Sunday, July 22, 2007

pediatric hospital

We were let past the blue locked gate. Two land rovers of Mercy ships crew equipped with face paint, colored pencils, soccer balls, and jump ropes. We were greeted by a collection of twenty moms and children sat under a tin awning. A thin dirt road lead us to a brick two story building. The walls were painted with contrasting picture messages.

“Keep our community clean” picture: a clean city with neatly filled trash cans.
vs.
“A dirty community” picture: a city littered with trash.

“A planned family” picture: A hardworking neatly dressed husband if featured inside a comfortable home kissing his wife who is holding the hand of a single child.
vs.
“An unplanned family.” picture: A disheveled man is on the beach with a woman. The woman is pregnant, has a child strapped to her back and is holding the hands of two small children. The man and woman are positioned in a stand-offish manner.

“No money services” was painted on every wall. It featured a crossed out picture of a woman who was carrying a child giving a medical personnel five Liberian dollars.

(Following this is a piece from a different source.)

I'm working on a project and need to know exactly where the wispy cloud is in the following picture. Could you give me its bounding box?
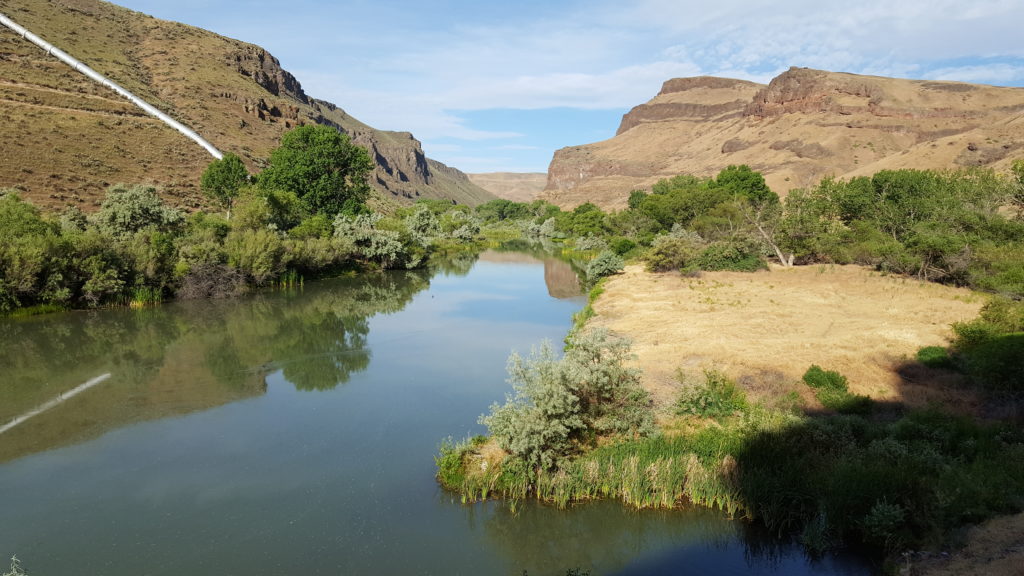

I walked up the steps and into the building. It was like most Liberian buildings. Broken and rundown. The side effects of civil war.

Hand crafted renditions of Mickey Mouse, Minnie Mouse, Pinocchio, and Donald Duck were painted on the inside walls. A three foot plastic container of water with an attached spicket labeled “hand washing water” sat in front of a cramped nurses station. The floors were as clean as they could be kept but were filthy by American standards. An American infectious disease nurse would probably need a sedative to walk through the hall. But the hospital can only utilize the resources they have. They just very little resources.

I began to walk down the halls. The rooms each had four or five beds. Each bed was covered by a green mosquito netting, had no linens, and was home to two patients. The pediatric hospital I was standing in had 120 beds and housed 240 children. This was a medical facility only. No surgical procedures were performed.

Children in Liberia don’t have the luxuries of western children. Western children are hospitalized because they have a compromised body. A strange blood disease, a tumor, and respiratory infection. Maybe a trauma.

Liberian children are hospitalized for malnourishment and malaria. Two preventable conditions.

This unit treated malnourished children. The extremely malnourished were in a different part of the hospital. These were the stronger children. Their arms were small and thin. Their bellies large and bloated. Some had IV’s protruding form their foreheads. Most were under the age of two.

In America, physical malnourishment of children is generally associated with some form of child abuse. Many mother’s here were teenagers. Loving teenage mothers. Rape was made illegal in Liberia last year. Many of these woman did not choose to be mothers. But they sit and coo and play and make their babies smile the same way an American mother would. The fact they have malnourished children has nothing to do with abuse. They just don’t have food to give their babies. So they watch their babies get sick. And many watch them die. While we visited the ward children nurse’s and doctors in the emergency room were performing CPR on a small baby who wasn’t responding.

I assure the mother’s pain was acute as any American mother‘s.

You would be shocked at the lack of physical resources in Liberia. But that’s not what made me sad today. I was sad that I met a hundred children with healthy bodies. Healthy bodies that were sick simply because they were starving bodies. Children that had bowed legs and big bellies secondary to poverty. A hospital full of kids who didn’t need sophisticated medical care. They needed food.

While America begins to address the downfalls of childhood obesity.

2 comments:

Anonymous said...

I thank you for helping my people and for being the loving person that you seem to be! However, I don't understand what the comparisons are supposed to do. Should Americans feel guilty that they have a great life and others don't?

I am sick of people feeling sorry for us, yet I can understand why they do and they can't help it. I think the people you should make feel guilty are the Liberians (like myself) who are in America or other parts of the world living successfully and enjoying while our people suffer.

But many people are returning with plans to create jobs etc. I for one am trying my hardest so that I can go back someday as a doctor to teach my people how to fish and help them get the "fishing gear".

I once again thank you (and the others) for your great help!

megan petock said...

I would never want anyone to feel guilty about the life they live but rather appreciate it more. I would hope that this apprecitation would lead to love.

A love that "is patient, kind, bears all things, beleives all things, hopes all things, endures all things."

I have been humbled by the faith and love, not the poverty, of the Liberian people.

I hope your able to enact your plans for your country!! Best of luck!!